Catherine Toth Fox: Hawaii Schools Should Embrace AI Technology As A Tool - Honolulu Civil Beat

About the Author

Catherine Toth Fox

Born and raised on Oahu, Catherine Toth Fox is an editor, writer, children’s book author, blogger and former journalism instructor. She is currently the editor at large for Hawaii Magazine and lives in Honolulu with her husband, son and two dogs. You can follow her on Instagram @catherinetothfox. Opinions are the author's own and do not necessarily reflect Civil Beat's views.

But educators need to play a critical role in teaching students how to use it effectively and ethically.

When I was teaching journalism at Kapiolani Community College, I had a blanket statement about academic integrity, which included plagiarism. Basically, it wouldn’t be tolerated.

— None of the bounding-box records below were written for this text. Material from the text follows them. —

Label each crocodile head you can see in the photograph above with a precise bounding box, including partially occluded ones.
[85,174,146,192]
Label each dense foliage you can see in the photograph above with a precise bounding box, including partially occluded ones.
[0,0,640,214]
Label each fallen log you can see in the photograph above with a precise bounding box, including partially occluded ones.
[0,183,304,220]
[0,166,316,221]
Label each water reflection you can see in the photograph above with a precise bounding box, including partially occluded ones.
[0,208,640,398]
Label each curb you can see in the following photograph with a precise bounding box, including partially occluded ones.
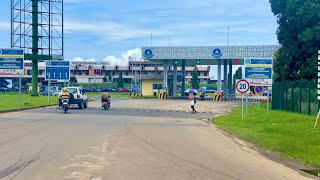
[0,103,58,114]
[110,108,215,114]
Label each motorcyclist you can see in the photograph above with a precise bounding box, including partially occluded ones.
[101,90,111,106]
[59,87,70,108]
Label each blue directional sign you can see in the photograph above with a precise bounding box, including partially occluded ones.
[244,58,272,79]
[46,61,70,81]
[0,49,24,75]
[254,86,264,94]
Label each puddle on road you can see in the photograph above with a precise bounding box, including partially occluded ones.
[300,169,320,177]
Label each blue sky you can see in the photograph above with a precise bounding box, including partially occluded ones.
[0,0,278,67]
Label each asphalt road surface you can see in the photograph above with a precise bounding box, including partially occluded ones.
[0,99,316,180]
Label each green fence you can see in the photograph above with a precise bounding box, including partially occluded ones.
[272,82,320,115]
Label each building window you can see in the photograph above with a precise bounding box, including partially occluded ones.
[152,84,162,90]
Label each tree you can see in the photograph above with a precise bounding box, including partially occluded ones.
[108,72,112,82]
[70,76,78,85]
[192,71,199,89]
[269,0,320,81]
[117,73,124,88]
[232,67,242,88]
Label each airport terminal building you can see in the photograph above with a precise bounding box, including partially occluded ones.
[0,61,210,83]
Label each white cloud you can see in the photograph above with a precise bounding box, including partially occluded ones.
[65,21,163,41]
[71,48,141,66]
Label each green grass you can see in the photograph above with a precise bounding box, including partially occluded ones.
[87,92,130,97]
[73,83,131,88]
[0,94,58,112]
[213,105,320,167]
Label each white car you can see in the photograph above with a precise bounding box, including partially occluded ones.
[59,87,88,109]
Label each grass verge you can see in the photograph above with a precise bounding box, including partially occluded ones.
[0,94,58,112]
[87,92,130,98]
[213,105,320,167]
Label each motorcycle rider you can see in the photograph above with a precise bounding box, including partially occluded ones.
[59,87,70,108]
[101,89,111,106]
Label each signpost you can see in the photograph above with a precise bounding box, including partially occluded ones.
[0,49,24,75]
[0,49,24,105]
[45,61,70,101]
[46,61,70,81]
[314,50,320,127]
[254,86,264,109]
[244,58,272,86]
[236,79,250,119]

“Lifting information from the internet without attribution is also considered plagiarism,” I had written in the syllabus. “Journalists who are dishonest lose all credibility (and their jobs).”

The internet has long been a concern for educators (and editors) because of the proliferation of information so easily accessible and — worse yet — from uncertain and, frankly, unreliable sources.

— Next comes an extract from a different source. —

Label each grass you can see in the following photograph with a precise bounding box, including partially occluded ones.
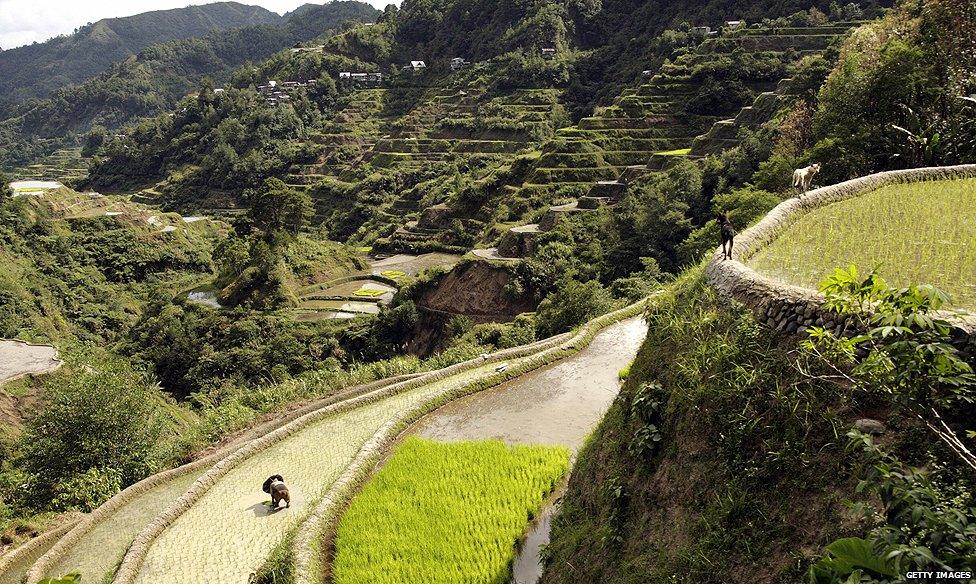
[654,148,691,156]
[333,437,569,584]
[749,179,976,308]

But there was no way to force students to use academic journals (what are those?) or decipher the Dewey Decimal system at the library (is that English?) to find credible sources, not when Google gave them all the answers in seconds — and without them having to leave their bedrooms.

My job, then, was to teach students how to properly use the internet, how to determine which sources are reliable, and how to correctly attribute information in their assignments. It also forced me to shift my lesson plan: I put more emphasis on in-class work, group projects and primary sources (through interviews).

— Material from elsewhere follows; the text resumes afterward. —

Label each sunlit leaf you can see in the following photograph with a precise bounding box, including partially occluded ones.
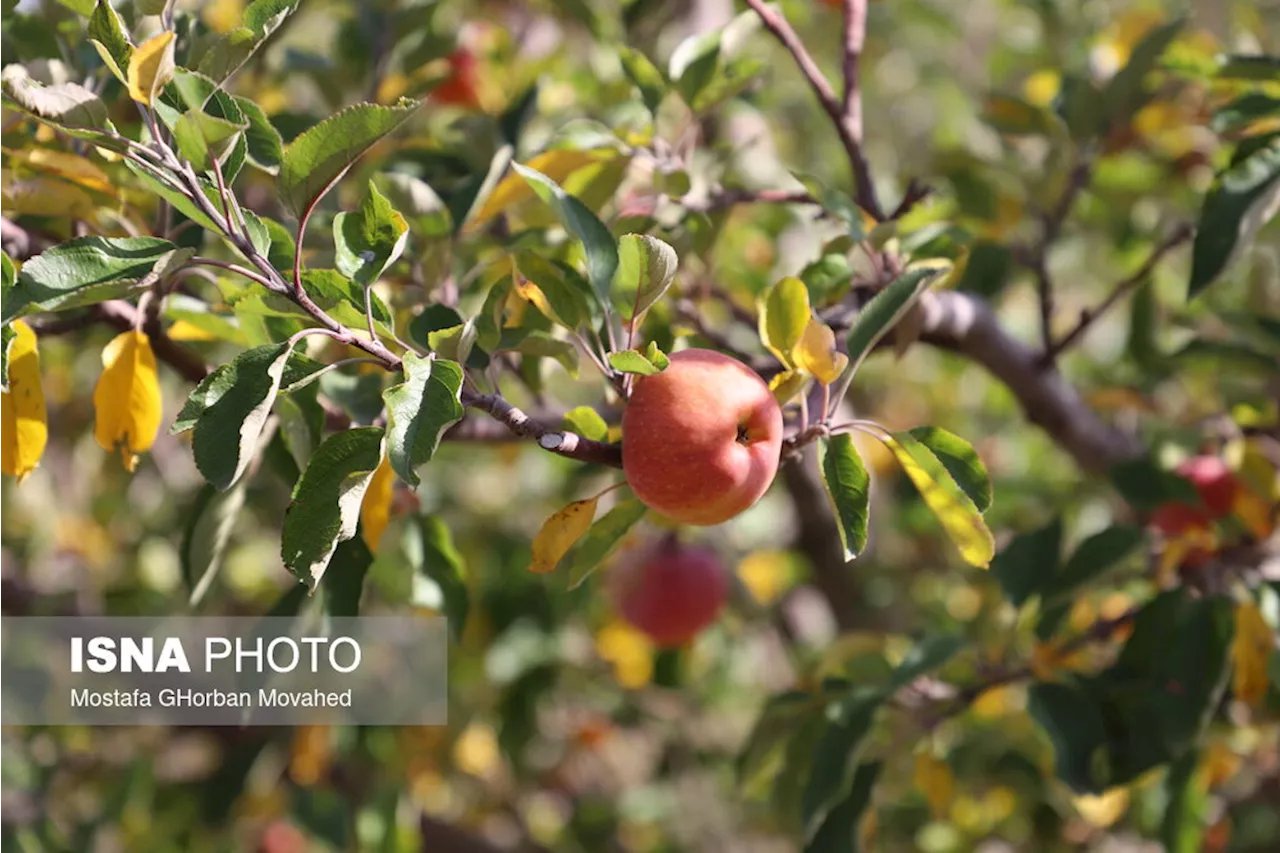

To me, the introduction of AI technology, primarily free chatbots like ChatGPT, is not dissimilar. It’s another tool — and one that provides a convenience with which we can’t compete or outlaw.

So let’s not.

That’s the plan for Hawaii public schools, says Winston Sakurai, director of the curriculum innovation branch in the DOE’s Office of Curriculum and Instructional Design. While some schools in Alabama, New York and Australia have banned ChatGPT, the state wants to find useful and effective ways to integrate the tool into public classrooms instead.

“This is the type of thing that moves our education forward in ways we don’t even understand yet,” says Sakurai, who has been in education for 30 years. (In 2016 he was named National Digital Principal of the Year, so this is his jam.) “This is really an exciting time.”

With school back in session next week, educators here and all over the country have legitimate concerns about ChatGPT, which can spit out a college application essay or solve complicated math problems in seconds. The biggest fear is cheating, that students will try to pass off AI-generated work as their own.

With the right training, educators can confidently instruct students on how to use AI tools in a way that’s beneficial to learning. (Marina Riker/Civil Beat/2023)

According to a recent survey by, an online learning platform, 26% of K-12 teachers have caught a student cheating by using ChatGPT, which launched in November 2022. Concerned teachers now have to cross-check students’ assignments using software that detects AI-generated content — ChatGPT is good at doing this, too, ironically — which can take up more time.

But plagiarism — and cheating — aren’t new. These are issues educators have had to deal with for generations. In fact, according to a story in NPR in 2021, reports of cheating soared during the Covid-19 pandemic, in some cases triple from the year before. This was well before ChatGPT.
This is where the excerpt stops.